Los de Mancini salieron a por todas. Se mascaba la tragedia. Eran un enjambre que se nos echaba encima. No pasamos del círculo central. Estábamos acorralados. A los tres minutos Chiesa ya había estrellado un remate en el poste. La mencionada primera oportunidad de Oyarzabal (min. 12) supuso un respiro. A partir de ahí tranquilizamos nuestro juego y empezamos a controlar un poco el juego. Con nuestra parsimonia habitual. Nuestros tres puntas sí buscaban jugar rápido. Olmo, solo cinco goles en la pasada Bundesliga, puso los uys y Donnarumma en la parada del partido salvó un gol que ya cantábamos. A mi me pilló a medio levantar del sofá.

Perdonen la insistencia, pero a mi la ausencia de Marcos Llorente me parece un lujo, una ventaja para el rival. Y si se pretende que nuestros tres puntas ayudan a los centrocampistas, Llorente es el más indicado para esa labor.

Con España asentada, Italia defendía con dos líneas de cuatro (4-4-2). Y surgió una picardía, porque ellos hace décadas que perdieron la inocencia: balones largos buscando una contra por sorpresa o un error nuestro (de Unai Simón o de un central), pero sobre todo provocar que España saliese desde muy atrás y así adelantar ellos su línea de presión.

La diferencia básica entre ambas selecciones era la velocidad. Ellos juegan rápido. Nosotros sobamos y sobamos la pelota.

El arranque de la segunda mitad mostró a La Roja más veloz e incisiva. Terminábamos las jugadas.
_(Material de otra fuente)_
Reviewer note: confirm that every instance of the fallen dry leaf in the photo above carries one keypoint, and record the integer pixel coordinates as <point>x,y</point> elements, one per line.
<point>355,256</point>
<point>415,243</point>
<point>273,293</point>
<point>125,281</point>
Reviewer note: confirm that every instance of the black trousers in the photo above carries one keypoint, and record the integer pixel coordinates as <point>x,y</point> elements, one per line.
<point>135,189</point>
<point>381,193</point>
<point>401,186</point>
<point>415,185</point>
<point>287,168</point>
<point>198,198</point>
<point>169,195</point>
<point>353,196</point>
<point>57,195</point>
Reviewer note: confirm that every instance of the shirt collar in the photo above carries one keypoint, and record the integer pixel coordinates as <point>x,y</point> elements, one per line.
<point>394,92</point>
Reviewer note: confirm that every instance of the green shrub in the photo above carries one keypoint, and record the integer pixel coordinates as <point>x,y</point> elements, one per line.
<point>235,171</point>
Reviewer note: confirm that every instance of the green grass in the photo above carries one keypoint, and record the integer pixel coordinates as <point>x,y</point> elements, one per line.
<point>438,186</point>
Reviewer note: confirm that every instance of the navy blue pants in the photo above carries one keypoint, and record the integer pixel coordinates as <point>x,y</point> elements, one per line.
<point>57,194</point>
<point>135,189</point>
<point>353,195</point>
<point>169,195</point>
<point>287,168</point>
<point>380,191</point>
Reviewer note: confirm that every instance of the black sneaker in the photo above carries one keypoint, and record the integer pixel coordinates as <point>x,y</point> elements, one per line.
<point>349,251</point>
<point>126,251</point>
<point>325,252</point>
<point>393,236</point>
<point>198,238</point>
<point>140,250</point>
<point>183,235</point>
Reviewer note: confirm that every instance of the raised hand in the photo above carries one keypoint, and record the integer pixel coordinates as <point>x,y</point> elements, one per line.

Unai Simón nos provocó dos sustos que acabaron en sendos saques de esquina.

Chiesa en el 53 dio el primer aviso, desde la derecha del ataque azzurro. Unai Simón se lució parando abajo un balón que buscaba el palo contrario. Y siete minutos después, a la hora de juego, nos clavó el 1-0. No voy a hacer sangre de los centrales, pero Laporte está en la génesis del gol. En esa contra falló y el rechace le llegó al excelente delantero. Chiesa, esta vez, desde la izquierda controla y marca.

Luis Enrique tenía jugadores calentando. Morata entró en el 61 por Ferran Torres (no muy acertado anoche y flojo en la segunda parte). Mancini, al mismo tiempo, retiraba a Immobile. Entraba Berardi. Tres minutos después Oyarzabal fallaba a puerta vacía. No llegó a tiempo. ¡La que se hubiese liado de haber sido Morata!

En el 69 entraban Gerard Moreno y Rodri por Oyarzabal y Koke (su partido más flojo del torneo y miras que lo estaba haciendo bien hasta hoy). Luis Enrique buscaba ideas y confiaba en un doble pivote. No se le puede reprochar que lo intentase (sin nueve o con doble pivote). Cuatro minutos más tarde se iban Verratti y Emerson y entraban Pessina y Tolói.

En el 77 show de Unai Simone: despeja y rebota en Laporte.

La reivindicación de Morata llegó en el 80. Una buena combinación con Olmo y se planta frente al portero. Con una sangre fría impresionante ajusta al palo corto mientras Donnarumma se vencía al lado opuesto. 1-1.

Morata lleva tres goles en cinco partidos. Y ha fallado menos que Gerard Moreno, Olmo, Oyarzabal o Koke. De estos solo ha marcado Oyarzabal, un gol. Ninguno de nuestros jugadores ha anotado tres.

Entre el 84 y el 85 varios cambios en ambos combinados: Locatelli y Belotti sustituian a Barella y Insigne mientras Marcos Llorente entraba por Azpilicueta. ¡Qué obsesión de poner a Llorente de lateral derecho!

Con 1-1 alcanzamos el final del partido. Fueron 90 minutos intensos de buen fútbol y en varias fases de muy buen fútbol. La segunda parte mejor que la primera, por los goles y por La Roja, que mejoró sus prestaciones, de salida y luego obligada por el marcador en contra.

España afrontaba su tercera prórroga consecutiva. Un esfuerzo tremendo en un espacio tan corto de tiempo.

Ambas selecciones siguieron a lo suyo, fieles a los planteamientos de sus técnicos. Curiosamente, España parecía más fresca. A veces Italia nos recordaba a la vieja Italia. Pero era por méritos de España.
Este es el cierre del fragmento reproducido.